Bekanntlich stammt der Mensch vom Affen ab. Jedenfalls laut Darwin – und das ist heutzutage Staatsdoktrin. Doch wie bewusst ist sich ein Affe seines Verhaltens? Eine weitere Frage stellt sich, wieso klagt Peta? Hat Naruto der Organisation das Urheberrecht übertragen? Vielleicht notariell oder wenigstens durch einen juristisch geschulten Kakadu? Der findige Spitzenjurist Jeffrey Kerr spricht jedenfalls spitzfindig von einem Präzedenzfall. Will er am Ende den Makaken vorladen und aussagen lassen, ob er sich bewusst war, ein Selfie zu machen? Und wenn, könnte dann überhaupt jemand die Makakensprache ins Englische übersetzen? Kennt Naruto gar den „Kategorischen Imperativ“?

Des Pudels Kern ist ein anderer, hier geht es um mehr als um Tierfürsorge, hier spielt das NGO-Big-Business ganz groß zum Tanz auf. Dabei handelt es sich nicht um einen Affentanz, sondern um den Tanz ums Goldene Kalb. Fotograf Slater verfolgt das Geschehen von England aus. Eine Reise in die Staaten kann er sich nicht mehr leisten. Der Prozess hat ihn finanziell ruiniert. Ans Aufgeben denkt er nicht. Darin unterscheidet er sich nicht von Peta.

In der Logik einer durch und durch kapitalisierten Welt liegt es, dass sich alles, also auch Menschen- und Tierrechte kapitalisieren lassen müssen. Durch die Vermengung von ideologischen Verbrämungen, Egoismen und im Kern misanthropischen Gesinnungen entsteht ein Denken, dass Herz und Verstand verwirrt. Der finstere Rauch, der von den lodernden Opferaltären des Heidentums aufstieg, auf denen Tier- und Menschenopfer zum grausamen Alltag gehörten, verdunkelte ganze Menschheitsepochen. Damals konnte der verfinsterte Himmel vom Licht des Glaubens des aufstrebenden Christentums vertrieben werden.
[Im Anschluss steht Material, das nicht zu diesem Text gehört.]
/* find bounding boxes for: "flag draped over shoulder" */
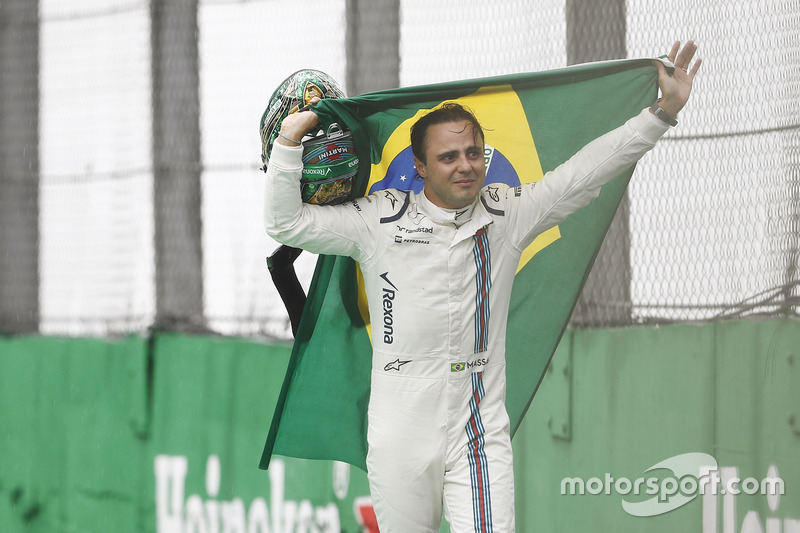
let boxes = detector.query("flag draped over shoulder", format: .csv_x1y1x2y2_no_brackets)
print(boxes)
260,59,658,469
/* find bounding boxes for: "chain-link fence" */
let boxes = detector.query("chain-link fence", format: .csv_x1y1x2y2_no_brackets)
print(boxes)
0,0,800,337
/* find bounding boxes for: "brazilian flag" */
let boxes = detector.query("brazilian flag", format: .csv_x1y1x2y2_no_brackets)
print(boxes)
261,59,658,469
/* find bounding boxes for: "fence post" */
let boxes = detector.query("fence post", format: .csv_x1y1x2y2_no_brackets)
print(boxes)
150,0,205,331
345,0,400,96
0,0,40,335
566,0,632,327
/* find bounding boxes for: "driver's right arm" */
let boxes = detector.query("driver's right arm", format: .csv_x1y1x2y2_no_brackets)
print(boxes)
264,142,379,262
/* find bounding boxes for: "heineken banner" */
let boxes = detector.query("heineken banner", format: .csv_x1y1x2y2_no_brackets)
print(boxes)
261,59,658,468
0,320,800,533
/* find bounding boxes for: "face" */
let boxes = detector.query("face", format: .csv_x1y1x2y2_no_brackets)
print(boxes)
414,120,486,209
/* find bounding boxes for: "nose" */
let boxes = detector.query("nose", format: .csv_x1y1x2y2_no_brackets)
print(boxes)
457,154,472,174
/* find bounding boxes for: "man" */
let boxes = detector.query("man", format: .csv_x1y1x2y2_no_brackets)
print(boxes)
265,41,700,533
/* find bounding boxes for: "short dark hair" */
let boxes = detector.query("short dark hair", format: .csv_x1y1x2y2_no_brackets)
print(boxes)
411,102,485,163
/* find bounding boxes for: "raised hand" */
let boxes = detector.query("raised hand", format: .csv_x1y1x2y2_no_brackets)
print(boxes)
656,41,703,117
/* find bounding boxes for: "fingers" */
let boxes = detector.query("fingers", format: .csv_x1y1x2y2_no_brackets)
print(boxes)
672,41,697,72
667,41,681,65
689,57,703,78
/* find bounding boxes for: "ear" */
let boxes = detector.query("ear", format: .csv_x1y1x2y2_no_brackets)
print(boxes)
414,156,427,179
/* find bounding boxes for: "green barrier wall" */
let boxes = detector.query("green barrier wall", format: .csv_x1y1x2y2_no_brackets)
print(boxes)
0,320,800,533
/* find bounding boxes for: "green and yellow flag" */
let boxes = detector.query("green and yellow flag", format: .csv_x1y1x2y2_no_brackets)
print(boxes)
261,59,658,469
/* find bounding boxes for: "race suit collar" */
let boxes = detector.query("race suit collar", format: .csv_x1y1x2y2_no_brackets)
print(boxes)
417,191,478,228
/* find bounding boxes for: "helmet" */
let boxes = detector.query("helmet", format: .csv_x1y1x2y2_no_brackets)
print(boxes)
300,123,358,205
261,70,358,205
261,69,346,169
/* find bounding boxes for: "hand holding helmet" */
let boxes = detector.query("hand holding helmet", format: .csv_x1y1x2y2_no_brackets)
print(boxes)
275,96,320,146
260,70,359,204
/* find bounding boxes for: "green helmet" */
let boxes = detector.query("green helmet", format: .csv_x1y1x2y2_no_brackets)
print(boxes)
261,69,347,166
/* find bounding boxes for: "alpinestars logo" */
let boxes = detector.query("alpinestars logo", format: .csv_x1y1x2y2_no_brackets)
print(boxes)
381,272,399,342
383,357,411,372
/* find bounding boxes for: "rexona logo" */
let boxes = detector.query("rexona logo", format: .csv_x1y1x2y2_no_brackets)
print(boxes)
155,455,341,533
381,272,397,344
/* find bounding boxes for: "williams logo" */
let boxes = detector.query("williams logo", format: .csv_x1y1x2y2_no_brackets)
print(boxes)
381,272,400,342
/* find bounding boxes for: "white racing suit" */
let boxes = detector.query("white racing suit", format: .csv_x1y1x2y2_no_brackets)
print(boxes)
265,106,668,533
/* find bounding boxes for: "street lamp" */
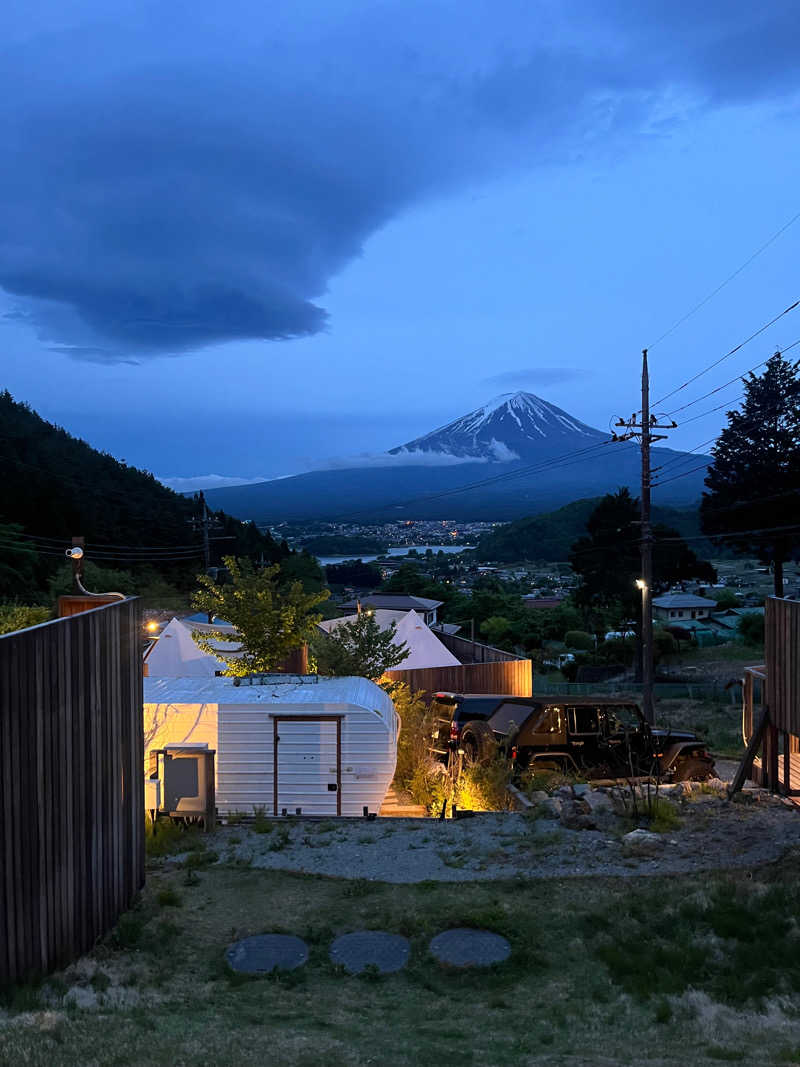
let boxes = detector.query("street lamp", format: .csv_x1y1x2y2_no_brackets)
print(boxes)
636,578,655,724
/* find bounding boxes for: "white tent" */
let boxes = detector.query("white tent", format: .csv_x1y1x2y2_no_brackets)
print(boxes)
319,608,460,670
394,611,460,670
144,675,400,815
145,619,237,678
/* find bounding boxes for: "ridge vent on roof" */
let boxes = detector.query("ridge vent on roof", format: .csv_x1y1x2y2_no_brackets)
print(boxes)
234,674,319,686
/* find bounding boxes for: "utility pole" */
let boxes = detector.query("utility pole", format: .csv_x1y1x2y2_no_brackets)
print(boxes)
70,537,86,595
613,348,677,723
201,490,211,574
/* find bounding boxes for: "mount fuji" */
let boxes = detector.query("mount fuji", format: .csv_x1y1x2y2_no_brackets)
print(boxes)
206,393,704,523
389,393,609,463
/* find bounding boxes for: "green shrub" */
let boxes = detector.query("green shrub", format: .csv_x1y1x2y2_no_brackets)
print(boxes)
454,755,513,811
0,604,52,634
564,630,594,652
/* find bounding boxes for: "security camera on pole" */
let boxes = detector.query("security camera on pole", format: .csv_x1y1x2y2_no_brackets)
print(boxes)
613,348,677,723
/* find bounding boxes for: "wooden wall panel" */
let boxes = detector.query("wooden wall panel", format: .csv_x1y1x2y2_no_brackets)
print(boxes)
0,600,144,985
384,659,533,697
764,596,800,736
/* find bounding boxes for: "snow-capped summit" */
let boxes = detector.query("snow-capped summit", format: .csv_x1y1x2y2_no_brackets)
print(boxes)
391,392,607,463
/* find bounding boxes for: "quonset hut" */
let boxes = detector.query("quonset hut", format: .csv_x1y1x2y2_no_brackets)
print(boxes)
144,674,400,815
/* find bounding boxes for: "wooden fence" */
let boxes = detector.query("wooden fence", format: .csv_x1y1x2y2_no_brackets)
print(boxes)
432,626,527,661
0,600,144,985
764,596,800,737
384,659,533,697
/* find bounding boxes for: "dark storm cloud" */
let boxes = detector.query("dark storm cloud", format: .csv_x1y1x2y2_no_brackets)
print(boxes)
0,0,798,362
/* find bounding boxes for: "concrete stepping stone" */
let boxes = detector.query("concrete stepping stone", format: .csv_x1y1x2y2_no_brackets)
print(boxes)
225,934,308,974
330,930,411,974
428,927,511,967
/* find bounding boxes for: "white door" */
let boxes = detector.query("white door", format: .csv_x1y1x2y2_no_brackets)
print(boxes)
275,719,340,815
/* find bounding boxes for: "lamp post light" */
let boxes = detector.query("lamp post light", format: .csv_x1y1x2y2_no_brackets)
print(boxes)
636,578,655,724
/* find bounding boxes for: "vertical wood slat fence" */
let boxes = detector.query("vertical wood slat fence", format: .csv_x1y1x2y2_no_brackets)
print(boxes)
384,659,533,697
0,600,144,985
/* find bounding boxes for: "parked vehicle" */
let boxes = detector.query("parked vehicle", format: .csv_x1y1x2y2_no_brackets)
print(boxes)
433,692,714,782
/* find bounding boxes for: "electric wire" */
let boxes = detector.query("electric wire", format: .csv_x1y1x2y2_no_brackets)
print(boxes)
647,211,800,350
653,300,800,411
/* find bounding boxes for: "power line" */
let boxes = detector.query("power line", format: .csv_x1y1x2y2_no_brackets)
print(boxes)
647,211,800,354
654,300,800,410
329,437,611,522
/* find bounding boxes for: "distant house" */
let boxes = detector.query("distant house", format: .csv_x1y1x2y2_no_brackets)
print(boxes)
317,608,461,670
341,593,444,626
653,593,717,622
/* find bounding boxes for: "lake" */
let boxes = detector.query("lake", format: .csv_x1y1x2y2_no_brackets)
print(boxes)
317,544,475,567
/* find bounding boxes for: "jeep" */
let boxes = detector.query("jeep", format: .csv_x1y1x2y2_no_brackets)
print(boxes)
433,692,714,782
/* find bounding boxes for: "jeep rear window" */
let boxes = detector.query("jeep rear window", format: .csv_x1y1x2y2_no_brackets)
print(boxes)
567,706,599,734
491,701,540,733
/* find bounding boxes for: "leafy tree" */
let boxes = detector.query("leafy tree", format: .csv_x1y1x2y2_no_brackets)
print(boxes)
0,604,50,634
480,615,511,644
700,352,800,596
0,523,39,596
564,630,594,652
570,489,716,618
737,611,764,644
192,556,330,678
311,611,410,679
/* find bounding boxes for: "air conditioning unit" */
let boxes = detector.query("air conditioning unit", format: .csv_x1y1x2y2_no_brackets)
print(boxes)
145,744,215,829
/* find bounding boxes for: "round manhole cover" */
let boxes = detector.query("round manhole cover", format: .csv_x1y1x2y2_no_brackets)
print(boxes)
225,934,308,974
331,930,411,974
428,928,511,967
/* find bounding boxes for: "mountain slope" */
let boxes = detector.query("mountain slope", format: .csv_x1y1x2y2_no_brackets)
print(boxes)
477,497,710,563
0,392,288,596
389,393,608,462
206,393,703,522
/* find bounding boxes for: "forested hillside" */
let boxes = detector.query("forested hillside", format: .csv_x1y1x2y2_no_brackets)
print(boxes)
0,391,321,600
477,497,720,563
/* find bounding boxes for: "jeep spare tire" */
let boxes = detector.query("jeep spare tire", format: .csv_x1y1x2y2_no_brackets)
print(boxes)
672,755,715,782
460,719,497,763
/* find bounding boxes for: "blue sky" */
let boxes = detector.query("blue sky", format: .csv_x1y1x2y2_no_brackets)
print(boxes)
0,0,800,488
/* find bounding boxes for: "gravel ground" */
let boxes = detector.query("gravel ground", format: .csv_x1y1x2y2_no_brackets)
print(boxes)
190,791,800,882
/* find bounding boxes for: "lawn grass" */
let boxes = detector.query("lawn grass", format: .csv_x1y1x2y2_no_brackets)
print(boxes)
0,857,800,1067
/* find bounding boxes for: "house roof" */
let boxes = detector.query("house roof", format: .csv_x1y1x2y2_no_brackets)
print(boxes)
653,593,717,608
341,593,444,611
144,674,394,722
145,619,240,679
318,608,460,670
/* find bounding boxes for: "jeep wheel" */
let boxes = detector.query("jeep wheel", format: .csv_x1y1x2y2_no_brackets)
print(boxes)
672,755,714,782
460,719,497,765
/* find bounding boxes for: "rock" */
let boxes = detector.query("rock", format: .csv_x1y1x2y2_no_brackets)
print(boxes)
622,829,663,856
542,797,563,818
561,805,597,830
583,790,614,815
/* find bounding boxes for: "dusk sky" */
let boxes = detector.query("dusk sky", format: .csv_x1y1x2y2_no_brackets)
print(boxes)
0,0,800,488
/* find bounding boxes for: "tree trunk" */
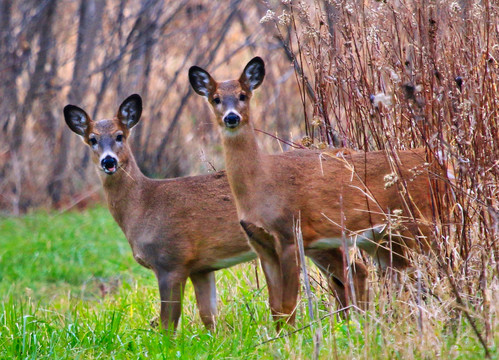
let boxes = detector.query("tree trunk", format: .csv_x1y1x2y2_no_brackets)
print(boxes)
47,0,106,205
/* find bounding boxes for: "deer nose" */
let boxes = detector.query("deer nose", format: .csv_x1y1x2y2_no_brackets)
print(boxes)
224,112,241,129
100,155,118,175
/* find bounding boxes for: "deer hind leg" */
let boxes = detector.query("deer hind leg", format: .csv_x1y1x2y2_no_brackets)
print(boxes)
307,249,368,309
190,272,217,330
240,220,284,331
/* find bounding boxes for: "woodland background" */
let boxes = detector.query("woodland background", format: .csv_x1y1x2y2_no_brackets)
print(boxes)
0,0,499,358
0,0,310,214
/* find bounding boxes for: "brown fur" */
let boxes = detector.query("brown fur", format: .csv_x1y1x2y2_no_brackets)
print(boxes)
65,95,367,329
191,58,440,330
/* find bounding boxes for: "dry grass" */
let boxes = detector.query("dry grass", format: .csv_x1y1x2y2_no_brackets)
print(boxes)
263,1,499,357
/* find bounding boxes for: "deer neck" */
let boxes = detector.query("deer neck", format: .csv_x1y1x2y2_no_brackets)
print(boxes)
223,124,266,214
101,145,146,235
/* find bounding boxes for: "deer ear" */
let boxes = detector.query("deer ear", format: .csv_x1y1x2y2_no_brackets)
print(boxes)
64,105,92,136
189,66,215,97
116,94,142,129
239,56,265,91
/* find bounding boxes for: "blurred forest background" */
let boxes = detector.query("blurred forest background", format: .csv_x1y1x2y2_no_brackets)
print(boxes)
0,0,308,214
0,0,499,356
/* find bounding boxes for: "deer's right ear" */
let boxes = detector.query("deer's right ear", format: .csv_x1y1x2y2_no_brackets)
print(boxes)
189,66,215,97
64,105,91,136
116,94,142,129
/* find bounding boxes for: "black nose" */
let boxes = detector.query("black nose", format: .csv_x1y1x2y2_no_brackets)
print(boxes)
224,113,241,129
100,155,118,174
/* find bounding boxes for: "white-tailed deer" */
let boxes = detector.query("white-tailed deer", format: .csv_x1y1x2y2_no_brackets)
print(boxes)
189,57,446,326
64,95,367,330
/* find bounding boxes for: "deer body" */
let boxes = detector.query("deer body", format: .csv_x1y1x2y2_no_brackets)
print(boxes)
64,95,367,330
189,58,440,327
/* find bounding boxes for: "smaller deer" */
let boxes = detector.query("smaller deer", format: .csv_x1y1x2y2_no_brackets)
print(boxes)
64,95,367,330
189,57,448,327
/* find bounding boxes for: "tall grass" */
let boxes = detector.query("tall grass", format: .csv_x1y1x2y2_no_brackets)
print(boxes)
262,0,499,355
0,208,497,359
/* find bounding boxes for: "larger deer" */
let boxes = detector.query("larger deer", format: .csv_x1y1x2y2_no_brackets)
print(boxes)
189,57,446,327
64,95,367,330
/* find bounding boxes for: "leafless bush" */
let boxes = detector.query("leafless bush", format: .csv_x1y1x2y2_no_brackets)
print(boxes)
0,0,301,213
262,0,499,354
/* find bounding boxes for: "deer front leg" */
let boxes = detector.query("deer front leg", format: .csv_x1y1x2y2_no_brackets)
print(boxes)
156,269,187,333
240,220,283,331
307,249,368,308
191,272,217,330
281,244,300,325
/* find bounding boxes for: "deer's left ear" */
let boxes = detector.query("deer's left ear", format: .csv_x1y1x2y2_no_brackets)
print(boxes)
239,56,265,91
116,94,142,129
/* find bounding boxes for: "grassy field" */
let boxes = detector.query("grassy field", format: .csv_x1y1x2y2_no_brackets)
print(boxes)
0,208,497,359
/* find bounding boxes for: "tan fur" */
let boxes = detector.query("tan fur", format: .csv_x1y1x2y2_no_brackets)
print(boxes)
65,95,367,329
191,58,446,330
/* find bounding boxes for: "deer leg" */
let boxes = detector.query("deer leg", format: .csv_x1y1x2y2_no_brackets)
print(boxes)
156,269,187,333
307,249,368,308
191,271,217,330
240,220,283,331
281,244,300,325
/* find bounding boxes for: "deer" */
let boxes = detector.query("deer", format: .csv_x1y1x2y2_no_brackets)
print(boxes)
189,57,448,330
64,94,367,333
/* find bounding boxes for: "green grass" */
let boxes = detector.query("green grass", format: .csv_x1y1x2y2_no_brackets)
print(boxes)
0,208,497,359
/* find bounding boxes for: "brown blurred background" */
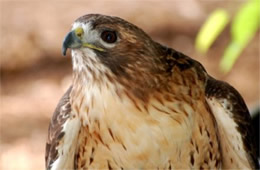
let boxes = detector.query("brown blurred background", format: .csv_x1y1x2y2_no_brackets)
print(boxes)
0,0,260,170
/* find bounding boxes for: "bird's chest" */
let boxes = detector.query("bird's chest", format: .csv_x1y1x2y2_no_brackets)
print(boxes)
73,83,219,169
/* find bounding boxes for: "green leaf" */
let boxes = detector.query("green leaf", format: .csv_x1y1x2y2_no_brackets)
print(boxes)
220,0,260,73
195,9,229,53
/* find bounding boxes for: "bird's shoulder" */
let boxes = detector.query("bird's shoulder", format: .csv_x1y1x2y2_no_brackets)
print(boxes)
205,76,259,168
45,87,72,169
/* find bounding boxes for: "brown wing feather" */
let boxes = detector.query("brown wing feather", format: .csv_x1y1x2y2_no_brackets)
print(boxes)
45,87,72,169
206,77,259,168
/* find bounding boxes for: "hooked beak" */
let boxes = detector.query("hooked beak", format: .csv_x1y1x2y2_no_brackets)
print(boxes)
62,27,105,56
62,30,82,56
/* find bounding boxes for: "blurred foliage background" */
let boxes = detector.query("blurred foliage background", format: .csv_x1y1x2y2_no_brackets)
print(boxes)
0,0,260,170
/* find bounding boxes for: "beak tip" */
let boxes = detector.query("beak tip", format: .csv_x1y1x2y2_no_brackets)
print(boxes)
61,48,67,56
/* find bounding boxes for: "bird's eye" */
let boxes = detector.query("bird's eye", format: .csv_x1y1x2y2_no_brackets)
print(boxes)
101,31,117,44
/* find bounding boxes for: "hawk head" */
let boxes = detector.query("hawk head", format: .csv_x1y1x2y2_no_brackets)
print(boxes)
62,14,170,99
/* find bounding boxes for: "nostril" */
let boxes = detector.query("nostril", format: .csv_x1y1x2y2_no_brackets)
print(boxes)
75,27,84,38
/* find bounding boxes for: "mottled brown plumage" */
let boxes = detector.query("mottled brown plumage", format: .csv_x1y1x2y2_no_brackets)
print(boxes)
46,14,258,169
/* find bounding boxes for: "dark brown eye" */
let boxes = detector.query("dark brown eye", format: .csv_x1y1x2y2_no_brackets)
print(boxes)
101,31,117,43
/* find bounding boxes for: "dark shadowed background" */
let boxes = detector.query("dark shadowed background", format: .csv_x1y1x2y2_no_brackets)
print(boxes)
0,0,260,170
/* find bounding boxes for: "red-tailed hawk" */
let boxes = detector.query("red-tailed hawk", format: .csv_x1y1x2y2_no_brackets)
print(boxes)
46,14,258,170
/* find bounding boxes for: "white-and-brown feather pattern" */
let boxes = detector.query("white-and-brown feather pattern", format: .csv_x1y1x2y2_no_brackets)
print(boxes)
46,15,257,169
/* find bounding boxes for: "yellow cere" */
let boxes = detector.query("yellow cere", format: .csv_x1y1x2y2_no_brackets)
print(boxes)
82,43,105,51
75,27,84,38
74,27,105,51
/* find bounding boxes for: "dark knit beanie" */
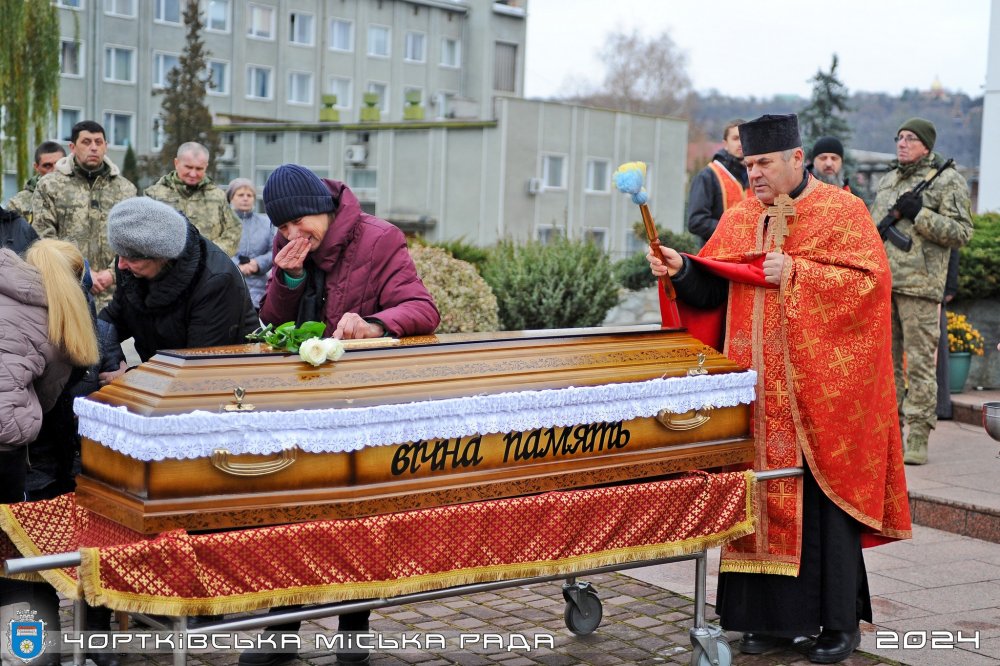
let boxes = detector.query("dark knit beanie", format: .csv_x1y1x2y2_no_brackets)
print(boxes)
896,118,937,150
108,197,188,259
264,164,337,227
809,136,844,159
740,113,802,155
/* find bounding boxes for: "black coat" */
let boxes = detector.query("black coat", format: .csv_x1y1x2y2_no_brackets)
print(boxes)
0,208,38,255
688,150,748,244
100,224,259,361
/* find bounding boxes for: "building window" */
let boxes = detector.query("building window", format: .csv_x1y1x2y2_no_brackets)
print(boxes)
104,46,135,83
149,116,165,153
288,12,316,46
104,0,135,18
368,81,389,113
104,113,134,148
153,53,181,88
288,72,312,104
254,169,274,191
326,76,352,109
247,5,274,39
493,42,517,92
368,25,390,58
585,160,611,192
247,65,273,99
345,169,378,192
583,228,608,252
538,224,563,245
205,0,230,32
441,37,462,67
542,155,566,189
59,40,83,76
208,60,229,95
153,0,181,23
403,32,427,62
330,19,354,51
56,106,83,141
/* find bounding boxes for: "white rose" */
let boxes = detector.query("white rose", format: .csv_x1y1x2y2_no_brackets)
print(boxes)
322,338,344,361
299,338,326,366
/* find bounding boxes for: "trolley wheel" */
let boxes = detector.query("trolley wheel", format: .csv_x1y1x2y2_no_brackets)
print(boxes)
691,638,733,666
565,591,604,636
Doch die chthonische Flamme ist nie erloschen, sie glomm zu Zeiten der Katharer und Albigenser, zu Zeiten der Wiedertäufer und in den Ruinen der von den Revolutionen niedergebrannten Kirchen. Es scheint, als würde sie zurzeit in hellerem Licht erstrahlen denn je, denn das Christentum – und mit ihm die Vernunft – werden vom despotischen Gehabe eines Aberglaubens überwältigt, der sich unter dem Gewand des Humanismus tarnt.